16 juin 2012

Kinshasa, la Belle


Je veux être avec ma famille à Kinshasa Me poser sur la rive du fleuve Kongo et voir le coucher du soleil sur Matadi  


Bientôt un an que j'ai fait la connaissance de Kinshasa. 
Désormais le jour de mon anniversaire est synonyme de première fois.
Première fois sur la terre de mes ancêtres.
Première fois dans l'atmosphère feutrée de la ville gigantesque, grouillante d'âmes en peine.
Première fois que je découvre mon visage vieilli en la personne de ma tante bien aimée.

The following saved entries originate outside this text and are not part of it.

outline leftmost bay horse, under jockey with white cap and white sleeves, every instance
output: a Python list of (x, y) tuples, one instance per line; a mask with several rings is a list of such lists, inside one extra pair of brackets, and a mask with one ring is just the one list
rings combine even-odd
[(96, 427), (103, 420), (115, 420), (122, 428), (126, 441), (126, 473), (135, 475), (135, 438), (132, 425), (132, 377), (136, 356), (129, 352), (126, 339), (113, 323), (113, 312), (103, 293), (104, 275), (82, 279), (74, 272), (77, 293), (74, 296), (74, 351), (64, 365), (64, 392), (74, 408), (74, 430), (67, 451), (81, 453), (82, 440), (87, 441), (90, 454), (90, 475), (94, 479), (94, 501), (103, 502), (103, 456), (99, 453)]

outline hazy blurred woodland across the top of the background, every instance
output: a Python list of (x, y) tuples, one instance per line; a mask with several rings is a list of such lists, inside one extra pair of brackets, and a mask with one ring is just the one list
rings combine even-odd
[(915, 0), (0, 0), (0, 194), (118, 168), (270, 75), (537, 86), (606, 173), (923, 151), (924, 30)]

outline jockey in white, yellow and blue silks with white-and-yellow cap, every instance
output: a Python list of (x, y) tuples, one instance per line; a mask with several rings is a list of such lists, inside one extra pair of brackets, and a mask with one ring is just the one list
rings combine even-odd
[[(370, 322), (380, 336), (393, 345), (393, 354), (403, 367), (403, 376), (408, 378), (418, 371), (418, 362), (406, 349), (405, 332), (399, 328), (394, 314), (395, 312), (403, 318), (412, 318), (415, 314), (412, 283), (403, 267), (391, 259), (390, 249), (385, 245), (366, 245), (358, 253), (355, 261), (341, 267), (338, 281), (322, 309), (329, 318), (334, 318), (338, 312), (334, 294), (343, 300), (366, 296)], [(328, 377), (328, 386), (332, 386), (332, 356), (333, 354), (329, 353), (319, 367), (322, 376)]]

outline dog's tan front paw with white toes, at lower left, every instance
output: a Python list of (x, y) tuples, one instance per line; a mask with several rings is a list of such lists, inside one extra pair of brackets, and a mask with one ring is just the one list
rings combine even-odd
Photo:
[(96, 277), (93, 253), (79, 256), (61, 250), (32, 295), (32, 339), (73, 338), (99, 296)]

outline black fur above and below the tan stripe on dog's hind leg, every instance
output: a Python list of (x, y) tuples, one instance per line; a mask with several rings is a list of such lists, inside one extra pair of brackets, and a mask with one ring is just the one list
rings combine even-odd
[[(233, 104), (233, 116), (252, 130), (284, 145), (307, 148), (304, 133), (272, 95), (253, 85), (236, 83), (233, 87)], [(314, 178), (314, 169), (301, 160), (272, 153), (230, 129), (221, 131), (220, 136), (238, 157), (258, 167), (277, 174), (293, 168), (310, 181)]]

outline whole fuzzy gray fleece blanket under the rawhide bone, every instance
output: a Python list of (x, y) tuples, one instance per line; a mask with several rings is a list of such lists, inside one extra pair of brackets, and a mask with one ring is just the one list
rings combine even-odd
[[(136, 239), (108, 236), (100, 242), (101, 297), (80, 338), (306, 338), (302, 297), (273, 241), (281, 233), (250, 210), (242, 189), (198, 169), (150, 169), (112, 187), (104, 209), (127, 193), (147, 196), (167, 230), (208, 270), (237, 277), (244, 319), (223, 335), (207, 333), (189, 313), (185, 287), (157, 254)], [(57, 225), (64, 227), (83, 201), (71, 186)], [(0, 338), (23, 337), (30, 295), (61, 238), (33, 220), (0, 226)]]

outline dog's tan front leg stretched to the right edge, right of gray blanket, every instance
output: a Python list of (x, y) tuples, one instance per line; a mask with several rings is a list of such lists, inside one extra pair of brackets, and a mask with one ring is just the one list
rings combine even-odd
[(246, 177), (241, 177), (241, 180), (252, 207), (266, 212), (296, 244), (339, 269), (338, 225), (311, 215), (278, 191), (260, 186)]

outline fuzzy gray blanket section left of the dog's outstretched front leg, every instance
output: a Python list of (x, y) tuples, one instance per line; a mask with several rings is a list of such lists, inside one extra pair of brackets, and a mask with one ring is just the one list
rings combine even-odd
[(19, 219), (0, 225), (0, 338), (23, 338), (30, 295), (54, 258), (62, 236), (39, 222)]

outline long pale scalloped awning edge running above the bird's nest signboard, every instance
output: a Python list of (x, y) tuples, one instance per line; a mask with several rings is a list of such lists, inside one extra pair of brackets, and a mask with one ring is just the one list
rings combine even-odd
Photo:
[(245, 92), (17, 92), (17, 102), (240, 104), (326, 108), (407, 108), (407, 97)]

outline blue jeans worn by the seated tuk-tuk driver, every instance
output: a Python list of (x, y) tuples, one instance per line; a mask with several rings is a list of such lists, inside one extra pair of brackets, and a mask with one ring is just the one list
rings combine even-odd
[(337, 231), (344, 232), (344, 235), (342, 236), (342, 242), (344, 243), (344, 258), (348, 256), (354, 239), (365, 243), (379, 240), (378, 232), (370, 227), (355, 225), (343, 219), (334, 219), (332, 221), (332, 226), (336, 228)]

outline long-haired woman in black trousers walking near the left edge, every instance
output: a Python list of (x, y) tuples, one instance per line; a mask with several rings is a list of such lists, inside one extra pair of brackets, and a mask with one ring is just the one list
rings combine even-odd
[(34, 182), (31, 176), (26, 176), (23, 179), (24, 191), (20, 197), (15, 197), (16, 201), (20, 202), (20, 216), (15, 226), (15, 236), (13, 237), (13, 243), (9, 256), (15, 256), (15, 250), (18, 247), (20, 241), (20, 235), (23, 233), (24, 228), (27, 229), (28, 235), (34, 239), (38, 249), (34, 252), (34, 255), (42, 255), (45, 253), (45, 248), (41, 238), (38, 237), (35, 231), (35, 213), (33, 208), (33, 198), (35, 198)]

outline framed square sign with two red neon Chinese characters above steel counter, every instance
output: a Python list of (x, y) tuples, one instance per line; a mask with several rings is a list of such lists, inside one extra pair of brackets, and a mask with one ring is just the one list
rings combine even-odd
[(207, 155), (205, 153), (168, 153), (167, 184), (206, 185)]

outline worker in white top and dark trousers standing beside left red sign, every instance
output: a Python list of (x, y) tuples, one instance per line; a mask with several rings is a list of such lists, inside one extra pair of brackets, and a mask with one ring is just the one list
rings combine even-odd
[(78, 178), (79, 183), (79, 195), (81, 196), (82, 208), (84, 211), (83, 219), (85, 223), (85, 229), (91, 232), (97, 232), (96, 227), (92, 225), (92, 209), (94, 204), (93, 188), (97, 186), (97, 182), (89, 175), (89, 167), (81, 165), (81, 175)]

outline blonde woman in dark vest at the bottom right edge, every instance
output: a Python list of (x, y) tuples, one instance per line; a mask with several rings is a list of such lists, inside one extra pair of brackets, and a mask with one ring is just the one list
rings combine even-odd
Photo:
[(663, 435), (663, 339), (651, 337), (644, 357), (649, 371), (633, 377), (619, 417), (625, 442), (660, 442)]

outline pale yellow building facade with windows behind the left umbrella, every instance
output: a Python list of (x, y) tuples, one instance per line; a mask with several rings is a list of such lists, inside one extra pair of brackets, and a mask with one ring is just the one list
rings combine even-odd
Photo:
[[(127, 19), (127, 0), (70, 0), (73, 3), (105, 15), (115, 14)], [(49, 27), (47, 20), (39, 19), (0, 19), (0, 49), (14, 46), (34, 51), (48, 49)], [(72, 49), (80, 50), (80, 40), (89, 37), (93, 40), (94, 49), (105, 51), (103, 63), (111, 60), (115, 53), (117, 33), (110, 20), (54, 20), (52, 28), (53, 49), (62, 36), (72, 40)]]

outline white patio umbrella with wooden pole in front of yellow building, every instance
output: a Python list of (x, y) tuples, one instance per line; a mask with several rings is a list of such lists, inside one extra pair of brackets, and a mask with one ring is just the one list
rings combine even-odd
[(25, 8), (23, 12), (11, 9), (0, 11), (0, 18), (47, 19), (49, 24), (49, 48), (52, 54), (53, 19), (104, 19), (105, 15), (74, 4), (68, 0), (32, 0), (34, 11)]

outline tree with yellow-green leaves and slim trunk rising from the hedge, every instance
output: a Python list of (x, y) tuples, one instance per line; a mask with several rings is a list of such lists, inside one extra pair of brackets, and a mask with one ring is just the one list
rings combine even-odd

J'ai le coeur serré, le temps passe si vite ! Je n'ai pas beaucoup appelé depuis mon retour en France : la peur de décevoir en apprenant que je vivais seule sans être mariée et l'incapacité d'envoyer l'aide financière demandée.
Mais plus que jamais mon coeur est de retour au bercail. Je ne cesse de penser et me sais investie d'une importante mission.
Ici en Europe, je sens un monde qui se meurt, qui n'a plus rien à offrir, qui croule sous les illusions et les mensonges comme si on pouvait empêcher l'inéluctable.
Je ne prétends pas apporter une quelconque solution ou rêver à un improbable retour définitif .
Mais la conviction est là, nous sommes à un tournant de l'Histoire... L'aube africaine se fait entrevoir.
Fini l'envoi d'argent sporadique et improductif ! Ce qu'il faut : c'est une véritable stratégie d'investissement, un business qui profite à toute la famille et qui entraîne dans son sillage l'entourage large : ma responsabilité n'est pas de succéder à mon père pour envoyer une somme d'argent chaque mois et voir la situation se dégrader d'années en années.
Oui, je vais me tuer au travail et faire le maximum d'économies pour investir au pays en premier dans une parcelle et si Dieu le veut dans un business viable et plein d'avenir.
Plus facile à dire qu'à faire mais la volonté est là. 
Ici mon père a sacrifié ses rêves pour que j'exerce un métier si beau, si épanouissant intellectuellement... mais dont les conditions ne cessent d'empirer. 
Ici, tout le monde est morose : même les enfants ne sourient plus, à 10 ans à peine ils cumulent une rage insupportable à canaliser, ils se résignent et n'éprouvent aucun optimisme quant à leur avenir : ils ne comprennent pas que c'est ce que les gens d'en haut attendent et veulent d'eux : des êtres résignés, enfermés dans leur condition, exprimant leur colère de la pire façon qu'il soit : en s'entre-tuant les uns les autres...
Ici, tout le monde a peur car ce qu'on nous a tant promis s'est volatilisé ! Non, nous ne vivrons pas une vie insouciante et consumériste, dénuée de sens et d'objectif si ce n'est d'avoir plus que son voisin.
Ici c'est la guerre pour survivre ou simplement garder le peu de level qu'on a connu, le "chacun pour soi" est la règle de notre société : ceux qui sont en haut s'accrochent perfidement aux derniers vestiges de leur gloire passée et ceux qui sont en bas transforment leur désarroi en détestation de l'autre.
A vrai dire, on a l'impression de découvrir l'enfer que connait déjà les villes africaines comme Kinshasa.
Plus rien ne me fait douter, rien n'est prévisible, on a touché le fond alors nous ne pouvons que croire en l'aube qui arrive.
Nous sommes à un tournant et je serai là.